Last week, at the National Agricultural Bankers Conference in St. Louis, at least three speakers mentioned the growing chasm between “value-added agriculture” and “commodity-based agriculture.” These speakers saw value-added agriculture as the wave of the future, and encouraged the bankers in attendance to promote it with their farm clients.

Former U.S. Secretary of Agriculture Dan Glickman said the traditional viewpoint in agriculture, particularly in row-crop agriculture, has been: “If we grow it, they will buy it.” But those days are over. In the future, “if the consumer wants it, we will grow it, and we will meet their specifications and demands,” he added.

“We are in a much more consumer-driven society,” Glickman said. “The consumer is king and queen in this world.”

As a result, farmers will increasingly look at growing crops or raising livestock with specific consumer attributes. For instance, enhanced vitamin A rice. Or, plants with pharmaceutical qualities.

On the meat side, livestock producers will be told to produce according to certain specifications. For example, Safeway Foods recently developed its own meat processing plant, Future Beef. Future Beef will supply all of the beef that goes into Safeway Stores, said Vern Pierce, beef and dairy economist at the University of Missouri.

“Who’s going to make the decisions in this organization?” Pierce asked. “The CEO of Safeway Foods.” And, the CEO of Safeway Foods will take his cues from the retail consumer.

Livestock producers can either meet the companies’ specifications or find themselves at the whims of the commodity markets. Chances are, they will find the commodity markets are much less lucrative, financially.
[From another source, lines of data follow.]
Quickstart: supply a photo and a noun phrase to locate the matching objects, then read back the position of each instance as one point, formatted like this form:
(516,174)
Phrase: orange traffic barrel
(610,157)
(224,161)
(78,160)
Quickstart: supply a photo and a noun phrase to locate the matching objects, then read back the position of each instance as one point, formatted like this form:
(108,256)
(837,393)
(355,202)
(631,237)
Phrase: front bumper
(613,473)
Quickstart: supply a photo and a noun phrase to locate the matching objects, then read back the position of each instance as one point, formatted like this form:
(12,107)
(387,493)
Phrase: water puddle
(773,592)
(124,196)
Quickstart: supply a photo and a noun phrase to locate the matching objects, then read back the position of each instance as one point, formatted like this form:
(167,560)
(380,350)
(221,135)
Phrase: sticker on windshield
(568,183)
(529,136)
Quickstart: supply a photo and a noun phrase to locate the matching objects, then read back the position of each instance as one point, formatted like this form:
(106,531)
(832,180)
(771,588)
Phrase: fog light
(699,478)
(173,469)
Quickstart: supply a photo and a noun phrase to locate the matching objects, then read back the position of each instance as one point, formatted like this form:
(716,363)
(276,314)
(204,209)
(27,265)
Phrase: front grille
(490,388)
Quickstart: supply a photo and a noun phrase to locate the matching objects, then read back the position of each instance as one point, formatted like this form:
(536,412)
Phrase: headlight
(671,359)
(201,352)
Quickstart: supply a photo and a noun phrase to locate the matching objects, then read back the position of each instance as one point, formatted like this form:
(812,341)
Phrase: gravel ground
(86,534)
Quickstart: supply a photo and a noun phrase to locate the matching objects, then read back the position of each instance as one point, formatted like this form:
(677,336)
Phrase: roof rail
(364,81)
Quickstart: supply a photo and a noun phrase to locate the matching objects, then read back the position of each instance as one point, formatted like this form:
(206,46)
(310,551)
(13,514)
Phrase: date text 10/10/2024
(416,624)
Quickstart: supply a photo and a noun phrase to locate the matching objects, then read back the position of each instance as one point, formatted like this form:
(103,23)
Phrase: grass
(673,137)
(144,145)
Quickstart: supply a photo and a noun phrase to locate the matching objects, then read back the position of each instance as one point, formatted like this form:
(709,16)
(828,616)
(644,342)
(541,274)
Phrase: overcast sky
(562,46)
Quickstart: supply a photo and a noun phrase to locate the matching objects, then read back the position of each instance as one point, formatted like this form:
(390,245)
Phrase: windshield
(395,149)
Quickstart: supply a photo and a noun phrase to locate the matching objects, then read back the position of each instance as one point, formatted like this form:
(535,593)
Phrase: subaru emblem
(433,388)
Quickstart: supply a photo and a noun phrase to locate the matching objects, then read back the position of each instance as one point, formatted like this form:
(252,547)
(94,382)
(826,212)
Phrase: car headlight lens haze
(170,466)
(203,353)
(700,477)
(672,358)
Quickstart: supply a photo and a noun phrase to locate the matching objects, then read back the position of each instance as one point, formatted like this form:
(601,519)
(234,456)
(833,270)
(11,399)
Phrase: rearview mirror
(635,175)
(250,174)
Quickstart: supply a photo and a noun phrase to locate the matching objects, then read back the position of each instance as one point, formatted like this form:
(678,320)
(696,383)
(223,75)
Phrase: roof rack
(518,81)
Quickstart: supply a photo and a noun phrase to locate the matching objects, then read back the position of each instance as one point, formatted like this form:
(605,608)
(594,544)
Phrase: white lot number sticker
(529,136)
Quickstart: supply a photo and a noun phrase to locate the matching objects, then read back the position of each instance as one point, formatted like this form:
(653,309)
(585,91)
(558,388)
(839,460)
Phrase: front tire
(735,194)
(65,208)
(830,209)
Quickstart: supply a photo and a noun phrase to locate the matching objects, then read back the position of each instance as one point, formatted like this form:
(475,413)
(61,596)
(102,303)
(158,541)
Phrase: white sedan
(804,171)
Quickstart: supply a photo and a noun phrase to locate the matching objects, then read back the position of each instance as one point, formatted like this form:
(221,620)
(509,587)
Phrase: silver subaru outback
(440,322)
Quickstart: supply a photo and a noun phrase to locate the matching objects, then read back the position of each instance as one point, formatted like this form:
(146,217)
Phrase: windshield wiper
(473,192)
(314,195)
In commodity-based agriculture, it’s “the business law of the jungle,” said David Kohl, agricultural economist at Virginia Tech and a well-known speaker in agricultural circles. Producers who sell to commodity markets are on a constant treadmill to reduce their overhead in order to preserve any form of profit margin.

Value-added agriculture, on the other hand, is an opportunity for producers to increase their profit margins by growing a product that is in high demand or possesses certain attributes.